I beg to move, in page 10, line 27, to leave out from "shop" to "unless," in line 28.
This relates to certificates. The Amendment is one of a series to Sub-section (6), which provides that shops may be exempt from the requirements where a certificate of exemption is granted by the local authority. The argument has been used that we ought to make some provision to prevent a local authority withdrawing such a certificate unless there is an alteration in the circumstances affecting the shop. It is possible that a case may occur where local authorities want to withdraw a certificate on the ground that the grant of it originally was unreasonable. We have considered that difficulty, and we suggest Amendments which provide that if the occupier shall be aggrieved he can take the case to the county court; if he thinks the local authority has unwarrantably withdrawn a certificate there is a method of appeal.
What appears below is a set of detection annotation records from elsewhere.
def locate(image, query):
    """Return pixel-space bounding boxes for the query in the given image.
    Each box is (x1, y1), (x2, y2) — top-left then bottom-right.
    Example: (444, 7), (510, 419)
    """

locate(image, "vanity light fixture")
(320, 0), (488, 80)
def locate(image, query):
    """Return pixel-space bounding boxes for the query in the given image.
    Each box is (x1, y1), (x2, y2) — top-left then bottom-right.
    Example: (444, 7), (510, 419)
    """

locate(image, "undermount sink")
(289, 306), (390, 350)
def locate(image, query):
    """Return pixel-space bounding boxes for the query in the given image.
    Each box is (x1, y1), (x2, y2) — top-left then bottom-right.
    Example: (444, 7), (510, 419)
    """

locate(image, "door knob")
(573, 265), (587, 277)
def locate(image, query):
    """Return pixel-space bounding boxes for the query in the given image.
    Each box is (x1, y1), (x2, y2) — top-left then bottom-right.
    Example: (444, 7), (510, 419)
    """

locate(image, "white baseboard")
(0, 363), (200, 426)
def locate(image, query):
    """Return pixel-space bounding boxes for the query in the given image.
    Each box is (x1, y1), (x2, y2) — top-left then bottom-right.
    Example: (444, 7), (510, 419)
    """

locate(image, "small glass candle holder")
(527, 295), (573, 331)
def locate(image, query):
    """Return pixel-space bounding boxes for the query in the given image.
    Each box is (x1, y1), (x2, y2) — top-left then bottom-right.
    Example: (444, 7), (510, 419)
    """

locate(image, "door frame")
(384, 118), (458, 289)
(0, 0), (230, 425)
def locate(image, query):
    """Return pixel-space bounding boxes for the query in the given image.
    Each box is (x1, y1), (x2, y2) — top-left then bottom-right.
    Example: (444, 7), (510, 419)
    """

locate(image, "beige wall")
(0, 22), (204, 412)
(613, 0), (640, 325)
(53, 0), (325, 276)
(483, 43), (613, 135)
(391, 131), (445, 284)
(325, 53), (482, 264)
We must assume, however, that local authorities will act in a reasonable spirit. The fact that there is a, provision for appeal should satisfy the hon. Member.
§ 9.54 p.m.
§ Mr. MABANE
I would thank my hon. Friend the Under-Secretary for going as far as he has gone in trying to meet me. Would he consider a further point that is of substance? This proposal may affect the value of property really seriously. Suppose that a shop is in occupation and it is covered by a certificate of exemption, as provided in this Sub-section, and the owner or occupier desires to pass on the occupancy of the shop to someone else, he cannot at present pass on any security with that shop that the certificate exempting it from the provisions of this Clause will remain. I want the certificate to remain in force as long as the conditions on which it was granted remain unaltered. Apart from the additional element of security that that would give to the occupier, it would provide that the value 446 of the property would not be depreciated by the insecurity of the certificate by reason of the fact that it might be withdrawn at the whim of the local authority. Therefore, while thanking my hon. and gallant Friend for what he has done, I should be glad if he would consider the matter a little further and see whether it would not be in the interests of good administration and the maintenance of the value of property, to adopt the words which I suggested in the Amendment appearing earlier on the Paper.
§ Amendment agreed to.
§ Further Amendments made: In page 10, line 29, leave out "for the time being."
In page 10, line 35, at the end, insert:
and, subject as hereinafter provided, a certificate in force with respect to any shop shall he withdrawn if the authority at any time cease to be so satisfied as aforesaid:
Provided that if the occupier of a shop is aggrieved by the withdrawal of such a certificate he may appeal to the county court for the district in which the shop is situated and that court may make such order concerning the certificate as appears to the court, having regard to the matters aforesaid, to be just and equitable."— [Captain Crooloshank.]